Chronic cerebrospinal venous insufficiency (CCSVI) is a condition associated with multiple sclerosis (MS). One mechanism that has been proposed is that the venous obstructions found in MS are due to a chronic persistent venulitis caused by the intra-cellular bacterial parasite, Chlamydophila pneumoniae (Cpn). The objective of the current study is to determine the effect of a combined antibiotic protocol (CAP) on the venous flow in MS patients as measured by a quantitative duplex ultrasound examination (QDUS).

Method

A non-randomised before-after cohort study was conducted to investigate differences in blood flow volumes pre and 6-months post antibiotic treatment for Cpn infection.
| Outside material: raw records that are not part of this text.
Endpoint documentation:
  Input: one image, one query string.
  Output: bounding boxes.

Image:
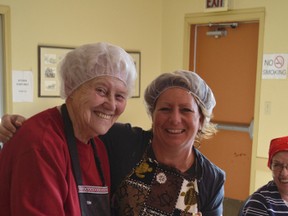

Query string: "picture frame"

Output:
[38,45,74,97]
[127,51,141,98]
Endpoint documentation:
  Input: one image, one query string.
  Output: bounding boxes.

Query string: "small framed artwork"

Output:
[127,51,141,98]
[38,45,74,97]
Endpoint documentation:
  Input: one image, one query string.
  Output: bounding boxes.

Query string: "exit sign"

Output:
[205,0,228,11]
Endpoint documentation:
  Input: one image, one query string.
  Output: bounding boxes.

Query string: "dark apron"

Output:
[61,104,111,216]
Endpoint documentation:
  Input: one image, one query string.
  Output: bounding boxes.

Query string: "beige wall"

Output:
[0,0,288,195]
[0,0,162,128]
[162,0,288,192]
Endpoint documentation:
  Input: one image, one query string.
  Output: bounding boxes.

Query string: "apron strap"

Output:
[61,104,88,216]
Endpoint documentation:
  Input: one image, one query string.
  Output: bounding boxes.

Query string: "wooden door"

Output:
[189,22,259,200]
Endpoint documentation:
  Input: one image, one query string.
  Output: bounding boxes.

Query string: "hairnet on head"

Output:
[144,70,216,116]
[60,42,137,99]
[267,136,288,168]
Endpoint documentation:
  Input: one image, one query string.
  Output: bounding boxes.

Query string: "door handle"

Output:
[214,119,254,140]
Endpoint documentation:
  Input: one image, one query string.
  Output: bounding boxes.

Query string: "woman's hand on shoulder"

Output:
[0,114,25,143]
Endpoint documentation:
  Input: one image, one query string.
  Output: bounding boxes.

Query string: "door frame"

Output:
[0,5,12,113]
[183,8,265,193]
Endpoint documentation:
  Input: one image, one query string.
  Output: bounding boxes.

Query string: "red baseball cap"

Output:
[267,136,288,168]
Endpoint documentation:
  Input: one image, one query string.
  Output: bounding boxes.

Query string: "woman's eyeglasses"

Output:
[271,163,288,172]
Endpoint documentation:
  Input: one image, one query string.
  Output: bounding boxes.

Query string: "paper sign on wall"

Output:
[12,71,33,102]
[262,54,288,79]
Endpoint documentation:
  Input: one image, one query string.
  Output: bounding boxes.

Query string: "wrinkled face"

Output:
[70,76,128,137]
[271,151,288,197]
[152,87,201,148]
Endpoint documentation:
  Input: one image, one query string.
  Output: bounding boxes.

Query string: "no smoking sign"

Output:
[262,54,288,79]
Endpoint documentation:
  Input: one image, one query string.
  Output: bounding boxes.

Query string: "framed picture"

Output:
[127,51,141,98]
[38,45,74,97]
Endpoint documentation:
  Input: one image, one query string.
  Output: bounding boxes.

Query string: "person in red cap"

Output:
[241,136,288,216]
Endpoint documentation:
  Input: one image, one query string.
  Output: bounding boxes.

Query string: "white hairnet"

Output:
[60,42,137,99]
[144,70,216,116]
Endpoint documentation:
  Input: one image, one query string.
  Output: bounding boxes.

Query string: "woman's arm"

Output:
[0,114,26,143]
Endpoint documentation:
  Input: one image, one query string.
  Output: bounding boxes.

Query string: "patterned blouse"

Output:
[113,147,198,216]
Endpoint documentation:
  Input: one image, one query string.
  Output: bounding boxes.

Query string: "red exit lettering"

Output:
[206,0,224,8]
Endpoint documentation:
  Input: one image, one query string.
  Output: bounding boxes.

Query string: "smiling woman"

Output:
[0,43,136,216]
[113,71,225,216]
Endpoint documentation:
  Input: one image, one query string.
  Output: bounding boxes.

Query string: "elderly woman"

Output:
[241,136,288,216]
[113,71,225,216]
[0,71,225,216]
[0,43,136,216]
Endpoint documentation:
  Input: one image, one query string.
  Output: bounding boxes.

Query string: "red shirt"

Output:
[0,108,110,216]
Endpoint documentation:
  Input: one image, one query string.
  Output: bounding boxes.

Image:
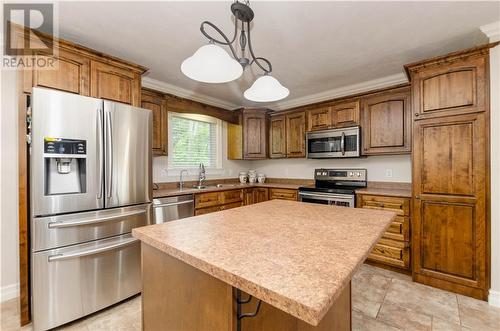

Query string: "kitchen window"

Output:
[168,112,222,170]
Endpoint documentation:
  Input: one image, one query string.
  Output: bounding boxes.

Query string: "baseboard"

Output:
[0,283,19,302]
[488,289,500,307]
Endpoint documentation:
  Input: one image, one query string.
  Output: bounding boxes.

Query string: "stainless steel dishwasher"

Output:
[153,194,194,224]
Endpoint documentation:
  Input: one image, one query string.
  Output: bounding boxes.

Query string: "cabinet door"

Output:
[362,88,411,155]
[269,115,286,159]
[307,107,332,131]
[412,55,488,119]
[220,190,243,203]
[412,114,488,299]
[331,100,359,128]
[243,188,255,206]
[24,49,90,96]
[253,187,269,203]
[141,90,168,155]
[286,112,306,158]
[269,188,298,201]
[243,110,267,159]
[90,61,141,107]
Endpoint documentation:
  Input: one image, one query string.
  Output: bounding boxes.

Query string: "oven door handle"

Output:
[299,192,352,201]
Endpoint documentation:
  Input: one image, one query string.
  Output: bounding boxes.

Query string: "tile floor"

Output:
[0,265,500,331]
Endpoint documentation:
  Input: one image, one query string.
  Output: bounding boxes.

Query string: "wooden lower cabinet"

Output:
[269,188,298,201]
[243,187,269,206]
[253,187,269,203]
[356,194,411,272]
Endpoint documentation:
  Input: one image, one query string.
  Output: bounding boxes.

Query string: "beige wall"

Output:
[153,122,250,183]
[252,155,411,182]
[0,70,19,301]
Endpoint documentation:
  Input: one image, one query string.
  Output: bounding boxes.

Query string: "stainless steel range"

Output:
[299,169,366,208]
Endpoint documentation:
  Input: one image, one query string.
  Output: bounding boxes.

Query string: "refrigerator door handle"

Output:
[48,210,146,229]
[106,111,113,198]
[97,105,104,199]
[48,236,139,262]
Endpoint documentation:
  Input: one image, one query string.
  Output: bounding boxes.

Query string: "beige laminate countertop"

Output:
[356,187,411,198]
[153,183,304,198]
[132,200,396,325]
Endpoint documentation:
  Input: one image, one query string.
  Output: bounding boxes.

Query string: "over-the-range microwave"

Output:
[306,126,361,159]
Flow volume data were measured by QDUS across affected and unaffected sides from multiple veins segments, including internal jugular vein (IJV) segments J2 and J3, and vertebral vein (VV), as well as global arterial blood flow (GABF).

Results

91 patients were included in the study. 64 (70%) were found to have positive Cpn serology. There was a statistically significant post-treatment difference seen for the affected side of Cpn infected patients (mean difference = 56 mL/min, p = 0.02). There was a non-significant increase seen for the affected side of uninfected patients (mean difference = 23 mL/min, p = 0.2). The difference in these effects (34 mL/min) was not statistically significant (p = 0.3). The mean flow rate decreased in the unaffected side for both infected (−27 mL/min, p = 0.5) and uninfected patients (−69 mL/min, p = 0.01).

Results

There was a statistically significant post-treatment increase in GABF for the infected patients (mean difference = 90 mL/min, p = 0.02) and a difference of 76 mL/min for non-infected patients (p = 0.01).

Conclusion

A CAP appears to improve the extra-cranial circulation in patients diagnosed with MS. This effect is statistically significant in patients with positive Cpn serology, although patients with negative Cpn serology also show some benefit, betraying a lack of specificity of this effect.